Question

A positive charge q of mass m is projected from a very large distance towards a fixed non conducting sphere having charge q uniformly distributed inside it if the charge just grazes the sphere then speed of projection

Answer 1

Given:

A positive charge q of mass m is projected from a very large distance towards a fixed non conducting sphere having charge q uniformly distributed inside it. The charge just grazes the sphere.

To find:

Initial speed of projection.

Calculation:

Let initial velocity of projection be u.

Velocity during grazing be v , such that v= u/2 (according to conservation of angular momentum).

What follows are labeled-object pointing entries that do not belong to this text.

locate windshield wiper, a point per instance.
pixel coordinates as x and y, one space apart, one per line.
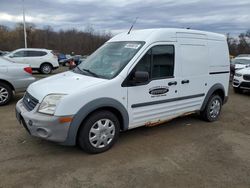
92 73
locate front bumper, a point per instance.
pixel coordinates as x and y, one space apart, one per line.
242 84
42 125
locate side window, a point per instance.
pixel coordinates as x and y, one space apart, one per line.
144 64
163 61
35 53
19 54
158 62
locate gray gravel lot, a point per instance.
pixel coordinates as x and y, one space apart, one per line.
185 152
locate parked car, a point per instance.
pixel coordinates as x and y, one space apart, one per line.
42 60
239 63
143 78
76 58
14 77
244 55
241 80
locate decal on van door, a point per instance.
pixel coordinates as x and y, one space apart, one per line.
158 91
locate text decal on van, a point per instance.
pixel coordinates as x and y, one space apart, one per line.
158 91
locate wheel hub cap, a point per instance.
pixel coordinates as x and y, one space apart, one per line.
102 133
215 108
3 95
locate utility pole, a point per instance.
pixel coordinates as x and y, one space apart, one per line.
24 28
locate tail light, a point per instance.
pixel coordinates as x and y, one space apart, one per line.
28 70
54 54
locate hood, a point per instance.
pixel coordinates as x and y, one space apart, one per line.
244 71
65 83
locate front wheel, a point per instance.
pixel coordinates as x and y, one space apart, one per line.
5 94
212 109
237 90
99 132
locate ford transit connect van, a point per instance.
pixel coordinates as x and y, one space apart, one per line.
143 78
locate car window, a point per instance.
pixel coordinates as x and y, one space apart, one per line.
163 61
158 62
19 54
109 60
31 53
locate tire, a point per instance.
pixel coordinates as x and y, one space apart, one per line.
6 94
212 109
46 68
238 90
94 137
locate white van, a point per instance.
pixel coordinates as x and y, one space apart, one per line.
139 79
42 60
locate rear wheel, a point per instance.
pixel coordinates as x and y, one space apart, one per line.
99 132
212 109
46 68
5 93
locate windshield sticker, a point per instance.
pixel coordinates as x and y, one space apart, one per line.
133 46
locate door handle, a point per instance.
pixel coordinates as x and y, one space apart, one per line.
172 83
185 81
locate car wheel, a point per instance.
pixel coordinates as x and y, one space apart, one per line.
5 94
46 68
212 109
238 90
99 132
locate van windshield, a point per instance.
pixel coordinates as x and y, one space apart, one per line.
109 60
241 61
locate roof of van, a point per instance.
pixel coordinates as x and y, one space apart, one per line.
166 34
36 49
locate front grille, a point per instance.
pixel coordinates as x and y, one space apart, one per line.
29 101
246 77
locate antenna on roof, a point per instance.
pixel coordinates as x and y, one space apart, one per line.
132 25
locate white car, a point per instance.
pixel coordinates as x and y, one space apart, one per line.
141 78
240 63
14 77
42 60
241 80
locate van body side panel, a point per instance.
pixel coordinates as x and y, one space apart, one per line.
194 62
219 63
87 109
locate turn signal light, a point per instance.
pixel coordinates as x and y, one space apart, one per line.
28 70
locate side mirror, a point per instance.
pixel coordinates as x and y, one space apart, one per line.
141 76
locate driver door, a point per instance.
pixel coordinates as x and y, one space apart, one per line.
150 103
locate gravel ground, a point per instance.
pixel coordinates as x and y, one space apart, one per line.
186 152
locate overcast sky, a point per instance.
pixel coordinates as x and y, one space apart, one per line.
222 16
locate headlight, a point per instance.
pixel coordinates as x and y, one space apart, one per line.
238 75
49 103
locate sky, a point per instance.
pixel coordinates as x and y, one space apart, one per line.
222 16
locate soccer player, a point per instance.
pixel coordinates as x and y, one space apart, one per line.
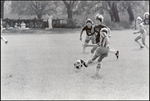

Applying Conservation of Mechanical Energy:

$\dfrac{1}{2} m {u}^{2} + \dfrac{k {q}^{2} }{ \infty} = \dfrac{1}{2} m {v}^{2} + \dfrac{k {q}^{2} }{r}$

$= > \dfrac{1}{2} m {u}^{2} + 0 = \dfrac{1}{2} m { (\dfrac{u}{2} )}^{2} + \dfrac{k {q}^{2} }{r}$

$= > \dfrac{1}{2} m {u}^{2} + 0 = \dfrac{1}{8} m { u}^{2} + \dfrac{k {q}^{2} }{r}$

$= > \dfrac{1}{2} m {u}^{2} - \dfrac{1}{8} m { u}^{2} = \dfrac{k {q}^{2} }{r}$

$= > ( \dfrac{4 - 1}{8} )m {u}^{2} = \dfrac{k {q}^{2} }{r}$

$= > \dfrac{3}{8} m {u}^{2} = \dfrac{k {q}^{2} }{r}$

$= > {u}^{2} = \dfrac{8k {q}^{2} }{3mr}$

$= > {u}^{2} = \dfrac{8 {q}^{2} }{3mr \times 4\pi\epsilon_{0}}$

$= > {u}^{2} = \dfrac{2 {q}^{2} }{3mr \pi\epsilon_{0}}$

$= > u = \sqrt{ \dfrac{2 {q}^{2} }{3mr \pi\epsilon_{0}} }$

So, final answer is :

$\boxed{ \red{ \bold{ \large{ u = \sqrt{ \dfrac{2 {q}^{2} }{3mr \pi\epsilon_{0}} }}}}}$